Oil prices rose toward $80 a barrel to hit the highest level since early May as upbeat corporate results and rallying equities increased risk appetite for the commodity.

U.S. stock index futures jumped on Tuesday, setting Wall Street for a fourth straight day of gains, while European shares touched a five-week high.

Rallying U.S. stock markets are seen as a broad indicator of the future oil demand picture in the world's top consumer and helped to banish persistent fears of a double dip recession.

U.S. oil prices rose 14 cents to $79.12 a barrel by 9:38 a.m. EDT after earlier trading at $79.69 a barrel -- the highest intraday level since May 6.

Earlier, prices had turned negative as more oil production capacity shuttered in the U.S.-regulated areas of the Gulf of Mexico started coming back onstream.
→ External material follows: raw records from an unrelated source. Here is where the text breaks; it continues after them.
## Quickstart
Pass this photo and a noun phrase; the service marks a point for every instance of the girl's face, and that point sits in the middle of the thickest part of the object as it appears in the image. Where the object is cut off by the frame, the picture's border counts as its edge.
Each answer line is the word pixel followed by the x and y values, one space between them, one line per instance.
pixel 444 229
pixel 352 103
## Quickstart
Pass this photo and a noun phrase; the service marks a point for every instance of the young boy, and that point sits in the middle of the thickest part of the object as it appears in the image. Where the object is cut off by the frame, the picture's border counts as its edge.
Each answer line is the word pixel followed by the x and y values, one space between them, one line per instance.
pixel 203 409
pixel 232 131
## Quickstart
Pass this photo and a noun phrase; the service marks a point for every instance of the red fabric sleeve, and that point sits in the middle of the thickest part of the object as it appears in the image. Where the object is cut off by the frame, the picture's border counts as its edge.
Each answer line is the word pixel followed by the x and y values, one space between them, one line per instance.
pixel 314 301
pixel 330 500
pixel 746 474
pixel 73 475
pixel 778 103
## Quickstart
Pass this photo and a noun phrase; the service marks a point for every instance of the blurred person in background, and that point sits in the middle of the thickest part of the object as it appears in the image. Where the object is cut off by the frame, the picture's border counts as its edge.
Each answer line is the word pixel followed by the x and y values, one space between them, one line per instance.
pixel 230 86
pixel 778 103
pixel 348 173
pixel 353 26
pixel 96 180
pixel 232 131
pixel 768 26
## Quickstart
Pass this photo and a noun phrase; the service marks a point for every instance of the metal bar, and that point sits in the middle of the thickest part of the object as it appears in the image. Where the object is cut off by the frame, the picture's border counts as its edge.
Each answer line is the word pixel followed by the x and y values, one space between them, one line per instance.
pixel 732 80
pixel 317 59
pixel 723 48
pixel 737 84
ICE Brent rose 26 cents to $77.76 a barrel by the same time.

I think you are looking at a situation whereby equity markets and oil which have developed a positive correlation, said Harry Tchilinguirian, head of commodity strategy at BNP Paribas.

He added that expectations the United States will start printing more money in a second round of quantitative easing has increased the appeal of riskier asset classes.

News that U.S. home prices rose more than expected in May also helped sentiment on Tuesday, adding to signs that the economic recovery is intact.

PRICE JUNCTURE

Oil prices are now at a critical juncture and it remains to be seen if they will break into a new range above the $70-$80 a barrel area where they have traded since early June, analysts said.

It's a mixed set of signals. The market is considering a move above $80 and if they do it will be seen as a positive sign. Should they stay below $80 a further drop cannot be ruled out as people will point to a double dip recession and a Chinese slowdown, said Eugen Weinberg, head of commodities research at Commerzbank in Frankfurt.

Some technical analysts think oil prices could soon test the $80 a barrel range following a breach of the key 200-day moving average technical level last week

Industry group the American Petroleum Institute will publish data on U.S. inventories at 2030 GMT on Tuesday, followed by government statistics from the Energy Information Administration on Wednesday.

U.S. crude oil inventories probably fell 1.8 million barrels last week, a Reuters survey showed, while supplies of distillate fuel, including diesel, may have climbed for the ninth consecutive week and gasoline for the fifth, even as summer demand peaks.

Iran said on Monday it was ready to return to talks on a nuclear fuel swap, a surprise that came shortly after the European Union agreed tougher sanctions, including a block on oil and gas investment.

There is some suggestion that Iran might be giving up. This could lead to a decrease in the risk premium in the market but it's not clear yet, said Weinberg.